What good would it do? It's over. I feel like I've died."
---
"Jon...after
the funeral you pretended like Sam never meant a thing to you. Seemed like
everyone at the school—all those assholes who didn't give a flying
fuck about
Palmiteri—they all acted like he was their best friend. You didn't even
think about him."
Jon
moved uncomfortably under his blankets and kept his pensive gaze fixed to the
ceiling. He exhaled deeply, nervously, like he'd been led to trial.
"I
think about him a lot," he said, finally. "I didn't like how thinking about it
made me feel, so I shut it off. And, one day, I realized I couldn't pretend any
longer. I knew him well—I mean, I didn't spend too much time with him the
last couple years, but for a while it was us three...you know, until he got cut
from the team."
"Sad
how those things go."
Jon
didn't seem to hear.
"I
really did know him pretty well. He stayed at my house in Brooklyn and I talked
to him every time I saw him wandering around campus. I talked to him the day he
died. I have dreams about him sometimes, and he'll be the same old Sam, only I'll
know, in the dream, that he's dead and that even though I'm talking to him—even
though I'm listening to him—something is very wrong, and only when I wake
up do I realize what it is."
---
Sam
couldn't convince the pretty waitress to serve him a beer.
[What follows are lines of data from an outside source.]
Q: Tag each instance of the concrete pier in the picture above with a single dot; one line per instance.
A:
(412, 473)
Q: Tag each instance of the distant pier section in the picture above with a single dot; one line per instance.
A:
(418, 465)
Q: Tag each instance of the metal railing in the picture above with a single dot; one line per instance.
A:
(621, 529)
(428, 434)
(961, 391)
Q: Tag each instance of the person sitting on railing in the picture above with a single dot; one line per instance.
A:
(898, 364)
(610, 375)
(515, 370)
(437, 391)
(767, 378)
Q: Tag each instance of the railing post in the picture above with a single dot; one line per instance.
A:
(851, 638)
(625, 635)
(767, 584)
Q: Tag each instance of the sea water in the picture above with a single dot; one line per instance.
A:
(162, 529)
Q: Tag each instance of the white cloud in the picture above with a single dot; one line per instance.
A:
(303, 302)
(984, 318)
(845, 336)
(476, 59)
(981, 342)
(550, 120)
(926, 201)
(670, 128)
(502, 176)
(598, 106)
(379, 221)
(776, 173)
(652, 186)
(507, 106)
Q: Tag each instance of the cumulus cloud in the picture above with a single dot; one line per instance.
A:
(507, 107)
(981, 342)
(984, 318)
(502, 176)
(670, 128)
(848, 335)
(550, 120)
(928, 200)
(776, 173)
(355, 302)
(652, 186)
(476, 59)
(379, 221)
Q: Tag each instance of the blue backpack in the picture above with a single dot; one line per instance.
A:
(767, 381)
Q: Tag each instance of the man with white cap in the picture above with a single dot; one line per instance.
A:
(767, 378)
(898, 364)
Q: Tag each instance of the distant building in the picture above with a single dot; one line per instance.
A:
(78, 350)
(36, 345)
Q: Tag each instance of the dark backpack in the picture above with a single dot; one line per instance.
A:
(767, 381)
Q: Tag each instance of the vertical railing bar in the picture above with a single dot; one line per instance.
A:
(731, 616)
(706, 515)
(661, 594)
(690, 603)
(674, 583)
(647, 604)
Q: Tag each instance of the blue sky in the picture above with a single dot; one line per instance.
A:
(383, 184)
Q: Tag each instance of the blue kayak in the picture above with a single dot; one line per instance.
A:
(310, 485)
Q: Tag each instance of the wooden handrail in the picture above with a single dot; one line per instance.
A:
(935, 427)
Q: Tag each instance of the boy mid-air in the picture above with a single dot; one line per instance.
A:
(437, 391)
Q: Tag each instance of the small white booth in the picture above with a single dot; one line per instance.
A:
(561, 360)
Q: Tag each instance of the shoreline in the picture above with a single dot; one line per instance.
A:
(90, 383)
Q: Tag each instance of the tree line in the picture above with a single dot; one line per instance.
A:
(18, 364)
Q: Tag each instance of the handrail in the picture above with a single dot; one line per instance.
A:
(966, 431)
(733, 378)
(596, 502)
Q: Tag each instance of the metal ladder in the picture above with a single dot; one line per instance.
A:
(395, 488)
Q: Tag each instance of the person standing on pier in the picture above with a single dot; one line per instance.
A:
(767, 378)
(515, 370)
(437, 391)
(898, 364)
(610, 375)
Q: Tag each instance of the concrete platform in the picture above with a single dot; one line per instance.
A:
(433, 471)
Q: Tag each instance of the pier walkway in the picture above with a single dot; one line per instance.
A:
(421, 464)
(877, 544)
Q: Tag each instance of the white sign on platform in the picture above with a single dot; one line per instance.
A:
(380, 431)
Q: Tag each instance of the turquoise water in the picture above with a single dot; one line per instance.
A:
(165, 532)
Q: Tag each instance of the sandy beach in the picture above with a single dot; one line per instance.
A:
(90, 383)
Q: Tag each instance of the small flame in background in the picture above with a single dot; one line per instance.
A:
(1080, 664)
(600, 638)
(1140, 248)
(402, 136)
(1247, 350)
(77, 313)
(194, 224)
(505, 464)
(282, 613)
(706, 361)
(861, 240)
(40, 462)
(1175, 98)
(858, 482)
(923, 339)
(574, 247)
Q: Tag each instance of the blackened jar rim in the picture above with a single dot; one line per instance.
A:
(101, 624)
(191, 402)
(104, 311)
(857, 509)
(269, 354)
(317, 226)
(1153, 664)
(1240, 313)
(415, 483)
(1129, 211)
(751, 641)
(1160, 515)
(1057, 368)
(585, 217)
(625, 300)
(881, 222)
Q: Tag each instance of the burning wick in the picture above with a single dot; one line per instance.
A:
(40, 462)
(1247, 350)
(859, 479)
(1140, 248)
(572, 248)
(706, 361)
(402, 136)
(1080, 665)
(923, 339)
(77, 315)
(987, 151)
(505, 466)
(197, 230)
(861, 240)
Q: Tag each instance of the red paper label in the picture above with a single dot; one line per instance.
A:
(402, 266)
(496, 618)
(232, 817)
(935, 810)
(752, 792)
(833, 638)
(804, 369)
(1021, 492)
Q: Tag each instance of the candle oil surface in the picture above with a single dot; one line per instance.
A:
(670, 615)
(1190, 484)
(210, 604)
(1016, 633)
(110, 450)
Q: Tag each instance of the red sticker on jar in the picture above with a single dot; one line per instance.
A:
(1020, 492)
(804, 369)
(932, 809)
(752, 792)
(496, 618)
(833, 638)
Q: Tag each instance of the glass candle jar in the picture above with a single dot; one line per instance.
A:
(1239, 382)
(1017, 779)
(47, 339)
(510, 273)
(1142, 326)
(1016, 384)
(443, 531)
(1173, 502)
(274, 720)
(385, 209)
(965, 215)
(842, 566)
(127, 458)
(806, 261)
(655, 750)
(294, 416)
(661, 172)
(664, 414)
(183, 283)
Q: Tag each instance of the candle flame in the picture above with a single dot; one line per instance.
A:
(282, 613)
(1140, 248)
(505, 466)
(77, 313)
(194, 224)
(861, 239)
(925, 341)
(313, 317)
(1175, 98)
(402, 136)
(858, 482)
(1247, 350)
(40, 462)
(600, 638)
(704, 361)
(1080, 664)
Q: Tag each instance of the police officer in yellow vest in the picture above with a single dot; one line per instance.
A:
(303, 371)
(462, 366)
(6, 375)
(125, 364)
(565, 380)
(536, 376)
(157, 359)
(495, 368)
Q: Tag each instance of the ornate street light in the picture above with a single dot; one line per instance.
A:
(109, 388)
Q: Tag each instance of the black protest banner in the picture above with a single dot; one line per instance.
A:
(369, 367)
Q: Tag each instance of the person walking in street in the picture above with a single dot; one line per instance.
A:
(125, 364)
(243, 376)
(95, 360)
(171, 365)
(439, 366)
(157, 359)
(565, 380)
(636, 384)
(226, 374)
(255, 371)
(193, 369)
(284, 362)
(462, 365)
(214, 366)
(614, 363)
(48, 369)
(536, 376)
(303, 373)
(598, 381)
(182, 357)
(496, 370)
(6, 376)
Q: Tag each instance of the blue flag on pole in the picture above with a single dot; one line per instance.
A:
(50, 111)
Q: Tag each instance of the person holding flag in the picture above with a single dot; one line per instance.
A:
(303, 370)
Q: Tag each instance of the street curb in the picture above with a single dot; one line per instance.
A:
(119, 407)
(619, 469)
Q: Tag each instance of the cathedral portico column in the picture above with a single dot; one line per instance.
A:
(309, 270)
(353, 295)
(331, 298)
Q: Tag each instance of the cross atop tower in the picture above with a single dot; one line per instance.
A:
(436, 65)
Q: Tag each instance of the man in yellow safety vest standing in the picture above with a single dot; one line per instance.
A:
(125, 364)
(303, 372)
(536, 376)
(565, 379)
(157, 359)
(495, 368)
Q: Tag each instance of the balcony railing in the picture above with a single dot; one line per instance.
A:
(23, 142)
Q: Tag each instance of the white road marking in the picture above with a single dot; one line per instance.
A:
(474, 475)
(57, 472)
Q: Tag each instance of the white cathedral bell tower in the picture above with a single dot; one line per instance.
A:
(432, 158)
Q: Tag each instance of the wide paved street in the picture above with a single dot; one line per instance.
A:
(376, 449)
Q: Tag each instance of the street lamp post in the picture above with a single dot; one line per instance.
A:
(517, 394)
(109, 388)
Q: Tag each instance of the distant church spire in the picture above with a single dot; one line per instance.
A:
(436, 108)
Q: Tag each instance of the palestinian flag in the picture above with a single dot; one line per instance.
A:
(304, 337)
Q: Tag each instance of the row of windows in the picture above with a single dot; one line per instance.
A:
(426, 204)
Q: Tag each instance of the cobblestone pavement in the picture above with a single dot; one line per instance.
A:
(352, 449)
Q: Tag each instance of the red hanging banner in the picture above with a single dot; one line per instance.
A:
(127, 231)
Sean couldn't care
less. It was Sam's idea to drive down to Milford for dinner, to try and take
Sean's mind off the girl who'd broken his heart that day. He sat silently
ignoring Sam's jokes and pointless chatter.
"You
know, Sean," said Sam, matter-of-factly, "when I first met you I thought you
were a real asshole."
Sean
looked up, surprised. Sam finally had his attention.
"Yeah...the
first week of fall baseball, out of all the new recruits, you were the last one
who ever talked to me. You were always quiet and serious-looking and you never
smiled. And I just thought, man, that kid is a total dick. You acted like you
thought you were better than anyone else."
"Hm,"
grunted Sean.
"But
then I got to know you...and you're my best friend on the team."
Sean
slowly nodded, a sour frown frozen on his stone face. Sam continued, undeterred
by his friend's non-response.
"I
don't get it, man. I don't know why she ditched you like that. I don't
understand why you have such a bad time with girls. You know...you're a good guy.
Not a scumbag like me. Not like all the guys I live with. You're a nice guy,
Sean. You know that. You're quiet and smart, and, you know...you're just a good
guy," and he spoke embarrassedly, looking downward at his fingers as they
twirled a straw wrapper, visibly startled by his own candor.
Sean
looked at him and nodded. "Fag," he said under his breath, and the two quietly
laughed, waiting for their plates to arrive.